Watch their inspiring conservation success story

Veatch Farms of Campbellsville is the recipient of the 2023 Kentucky Leopold Conservation Award®.

The prestigious award, given in honor of renowned conservationist Aldo Leopold, recognizes extraordinary achievement in voluntary conservation and management of natural resources by American farmers, ranchers, and forestland owner in 27 states.

In Kentucky, the $10,000 award is presented annually by Sand County Foundation, national sponsor American Farmland Trust, and state partners: Kentucky Agricultural Council, and the Kentucky Association of Conservation Districts.

Donald Veatch, who received $10,000 and a crystal award for being selected, accepted the award at the Kentucky Association of Conservation Districts’ Annual Convention in Bowling Green on July 11.

Veatch established and implemented several conservation practices at this beef cattle and grain farm in Marion County to reduce soil erosion, improve water quality, and enhance wildlife habitat.

Among the many outstanding Kentucky landowners nominated for the award were finalists: Steve and Melanie Kelley of Bardwell in Carlisle County, and Mike and Tammy Wilson of Lawrenceburg in Anderson County. The 2022 recipient was Reddick Farms of Bardwell in Carlisle County.

The Kentucky Leopold Conservation Award is made possible thanks to the generous support and partnership of American Farmland Trust, Kentucky Agricultural Council, Kentucky Association of Conservation Districts, Sand County Foundation, Kentucky Farm Bureau Federation, U.S Department of Agriculture’s Natural Resources Conservation Service, Farm Credit Mid-America, Kentucky Department of Agriculture, Kentucky Corn Growers Association, Kentucky Department of Fish and Wildlife Resources, Kentucky Cattlemen’s Association, Kentucky Pork Producers, Kentucky Soybean Promotion Board, University of Kentucky College of Agriculture, Food and Environment, AgriBusiness Association of Kentucky, Kentucky Woodland Owner’s Association, and Kentucky Tree Farm Committee.

For more information on the award, visit


Ever since his mother helped him win a conservation district’s essay contest, Donald Veatch has been quick to share the credit for his conservation successes.

As a boy, he came to appreciate the uniqueness of central Kentucky’s farmland thanks to his grandparents, Gilbert and Exie Shively. They farmed in a region nicknamed “the lagoon” for its river bottoms and prehistoric beginnings as a lake.
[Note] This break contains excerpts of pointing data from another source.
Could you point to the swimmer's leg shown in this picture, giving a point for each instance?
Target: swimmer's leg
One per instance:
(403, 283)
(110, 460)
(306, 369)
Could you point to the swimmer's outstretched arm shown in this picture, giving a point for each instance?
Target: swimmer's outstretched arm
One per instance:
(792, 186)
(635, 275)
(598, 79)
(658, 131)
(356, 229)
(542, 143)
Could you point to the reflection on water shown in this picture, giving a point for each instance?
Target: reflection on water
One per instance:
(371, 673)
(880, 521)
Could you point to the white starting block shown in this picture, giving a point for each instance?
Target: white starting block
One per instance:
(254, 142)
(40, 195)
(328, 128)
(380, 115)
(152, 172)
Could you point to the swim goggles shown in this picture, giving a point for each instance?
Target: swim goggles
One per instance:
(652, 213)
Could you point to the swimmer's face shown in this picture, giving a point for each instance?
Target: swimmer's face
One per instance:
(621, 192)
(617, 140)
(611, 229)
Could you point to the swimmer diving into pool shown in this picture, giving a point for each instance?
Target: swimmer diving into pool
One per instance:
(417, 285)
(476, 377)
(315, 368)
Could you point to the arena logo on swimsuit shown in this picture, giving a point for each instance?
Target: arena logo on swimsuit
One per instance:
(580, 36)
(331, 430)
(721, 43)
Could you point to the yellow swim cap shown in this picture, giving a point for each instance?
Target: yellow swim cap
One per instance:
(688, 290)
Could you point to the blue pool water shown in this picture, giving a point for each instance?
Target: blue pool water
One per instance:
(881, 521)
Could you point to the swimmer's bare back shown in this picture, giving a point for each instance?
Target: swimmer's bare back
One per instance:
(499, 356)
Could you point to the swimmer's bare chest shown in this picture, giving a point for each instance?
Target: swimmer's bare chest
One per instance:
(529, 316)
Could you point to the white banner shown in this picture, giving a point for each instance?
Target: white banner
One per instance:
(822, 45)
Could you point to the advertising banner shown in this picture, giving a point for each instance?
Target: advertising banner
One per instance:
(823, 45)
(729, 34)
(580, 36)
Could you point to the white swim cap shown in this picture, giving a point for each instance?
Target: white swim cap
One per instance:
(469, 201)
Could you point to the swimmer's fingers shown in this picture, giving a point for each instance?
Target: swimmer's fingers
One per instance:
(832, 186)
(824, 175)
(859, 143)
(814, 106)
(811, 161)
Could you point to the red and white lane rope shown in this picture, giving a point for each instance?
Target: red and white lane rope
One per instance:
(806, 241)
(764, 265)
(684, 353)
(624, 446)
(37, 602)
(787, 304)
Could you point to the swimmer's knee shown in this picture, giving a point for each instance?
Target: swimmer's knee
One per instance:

Donald says the public debate over erecting a dam that would have returned his family’s farmland into a lake made an impression on him. So did this simple rule from his father who farmed and worked as a county conservationist: “Never allow a gulley on the farm.”

Donald and his son Josh still grow corn, wheat, and soybeans, and raise beef cattle in the lagoon. Veatch Farms is dissected by a creek with topography ranging from wet bottomland to steep hillsides. Donald has implemented a variety of conservation practices to prevent soil erosion, improve water quality, and increase the amount of organic matter in his soil.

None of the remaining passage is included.